Sheshouldn'tbehere.
That's my first thought as I open the cabin door and cold air rushes in, sharp and biting enough to make my lungs contract. Snow clings to her dark coat and hair. She looks determined, bright-eyed, and very much out of place at the end of my long, narrow drive.
She’s a city girl, I’m sure of it.
I don't need to ask to know.
"Hello,” she says, raising her voice over the wind that's picked up considerably in the last hour.
I glance past her at the car parked crooked near the trees. Small. Low to the ground. Already half-buried in fresh powder.Not built for this road once the snow really starts coming down. Which it already has.
"You're lost," I say.
She shakes her head, snowflakes flying loose from her dark hair. "No. I'm right where I meant to be. That is, if you’re Rowan Hale.”
That gets my attention.
I study her more closely. Her cheeks are pink from the cold, her glasses slightly fogged at the edges. There's something stubborn in the set of her jaw, something that tells me she didn't end up here by accident.
"I'm Merry," she adds, like that explains anything. "I own a Christmas shop in Knoxville. I'm here about the wreaths."
Of course she is.
I let my gaze flick back to the sky. The clouds have dropped low and heavy, filled with snow and ready to wreak havoc on my world. The wind gusts again, rattling the porch rail, and I swear under my breath.
"You drove up here in a storm?”
She smiles, undeterred, and there's something about the way she stands her ground—feet planted, shoulders back despite the cold—that makes my chest tighten. "I figured I could beat it."
"You didn't."
Her confidence wavers, just a touch, as another gust sends snow swirling around her boots in miniature cyclones. She glances back toward the road, now already half-lost beneath fresh powder, the tire tracks from her car filling in fast. Then she returns her gaze to me, and I see the moment she realizes what I already know.
She's not getting back down that mountain tonight.
"I just need a few minutes," she says, trying to sound reasonable. "I can pay today, in cash, and I'll be quick."
She's trying to bargain with the weather.
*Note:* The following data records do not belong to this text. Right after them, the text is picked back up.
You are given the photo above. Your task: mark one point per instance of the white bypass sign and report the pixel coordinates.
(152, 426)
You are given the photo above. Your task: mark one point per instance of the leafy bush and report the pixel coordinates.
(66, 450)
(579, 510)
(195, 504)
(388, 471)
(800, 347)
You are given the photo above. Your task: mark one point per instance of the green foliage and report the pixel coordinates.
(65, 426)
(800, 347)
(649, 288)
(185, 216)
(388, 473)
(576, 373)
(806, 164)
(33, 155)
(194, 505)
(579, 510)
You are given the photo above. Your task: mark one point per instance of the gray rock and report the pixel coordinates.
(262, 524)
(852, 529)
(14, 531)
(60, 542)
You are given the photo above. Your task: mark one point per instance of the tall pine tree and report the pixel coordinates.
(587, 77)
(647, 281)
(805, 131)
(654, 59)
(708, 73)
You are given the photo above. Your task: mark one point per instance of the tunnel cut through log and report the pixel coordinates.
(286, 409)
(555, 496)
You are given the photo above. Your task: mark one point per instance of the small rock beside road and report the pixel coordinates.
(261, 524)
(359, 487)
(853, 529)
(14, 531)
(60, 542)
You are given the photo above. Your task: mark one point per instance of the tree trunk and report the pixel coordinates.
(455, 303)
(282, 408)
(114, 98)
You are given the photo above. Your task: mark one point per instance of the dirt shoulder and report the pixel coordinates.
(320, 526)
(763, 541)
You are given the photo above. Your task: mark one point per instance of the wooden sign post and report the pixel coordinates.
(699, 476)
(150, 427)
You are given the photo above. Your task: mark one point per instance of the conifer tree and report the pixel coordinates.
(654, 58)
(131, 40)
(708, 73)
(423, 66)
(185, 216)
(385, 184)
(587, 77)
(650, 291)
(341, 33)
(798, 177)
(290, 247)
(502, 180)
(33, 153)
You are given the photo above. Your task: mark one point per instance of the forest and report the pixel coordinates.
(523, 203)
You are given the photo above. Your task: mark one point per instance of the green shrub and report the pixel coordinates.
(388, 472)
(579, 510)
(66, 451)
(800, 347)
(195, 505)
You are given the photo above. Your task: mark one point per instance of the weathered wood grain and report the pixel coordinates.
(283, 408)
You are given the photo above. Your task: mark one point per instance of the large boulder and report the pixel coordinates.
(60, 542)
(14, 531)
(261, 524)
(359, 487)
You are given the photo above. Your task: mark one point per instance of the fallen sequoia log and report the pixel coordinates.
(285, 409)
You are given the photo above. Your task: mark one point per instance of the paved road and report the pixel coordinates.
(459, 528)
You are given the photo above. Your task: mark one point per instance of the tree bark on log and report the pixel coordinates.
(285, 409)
It would be charming if it weren't so dangerous.
I cross my arms over my chest. "Even if you turned around now, you’d end up in a ditch before you make it a quarter mile."
Her lips part, then press together. I watch her process this, see the moment the reality settles in. "Okay," she says carefully. "So… what do you suggest?"
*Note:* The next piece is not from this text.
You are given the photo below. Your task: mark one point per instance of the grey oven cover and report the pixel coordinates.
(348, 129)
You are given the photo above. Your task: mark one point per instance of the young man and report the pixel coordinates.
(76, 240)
The wind answers before I can.
Snow starts coming down harder, thicker, erasing the road behind her in fast-moving sheets. The temperature is dropping fast too. I can feel it in the way the air bites at my exposed skin. I watch it happen and make a decision I don't like but can’t argue with.
"Get inside," I say, stepping back and pulling the door wider.
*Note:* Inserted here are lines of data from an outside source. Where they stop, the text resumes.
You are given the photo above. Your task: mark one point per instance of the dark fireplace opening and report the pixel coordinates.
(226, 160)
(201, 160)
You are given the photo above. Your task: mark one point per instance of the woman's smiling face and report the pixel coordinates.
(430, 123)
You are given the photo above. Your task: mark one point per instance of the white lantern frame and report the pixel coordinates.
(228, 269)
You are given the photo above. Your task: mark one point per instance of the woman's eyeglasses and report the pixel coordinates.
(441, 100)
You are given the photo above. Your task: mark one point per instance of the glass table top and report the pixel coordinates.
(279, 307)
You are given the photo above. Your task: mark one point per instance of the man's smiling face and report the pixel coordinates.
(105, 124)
Relief flashes across her face, quick and unguarded. She doesn't waste time arguing, which tells me she's smarter than her choice to drive up here suggests.
She hurries past me, bringing a gust of cold air and snowflakes with her. I shut the door behind her, the sound solid and final, sealing us in together as the storm howls louder outside.
She takes a few steps in, looking around with open curiosity. The cabin is small but well-kept—one main room with a kitchen area, a woodstove crackling in the corner, and my workbench covered in pine boughs and half-finished wreaths. The ceiling beams are low and dark with age, and the windows are already frosting at the corners.
"Wow," she says softly, her breath still coming quick from the cold. "It smells like Christmas in here."
"Sit," I tell her, nodding toward the chair by the stove.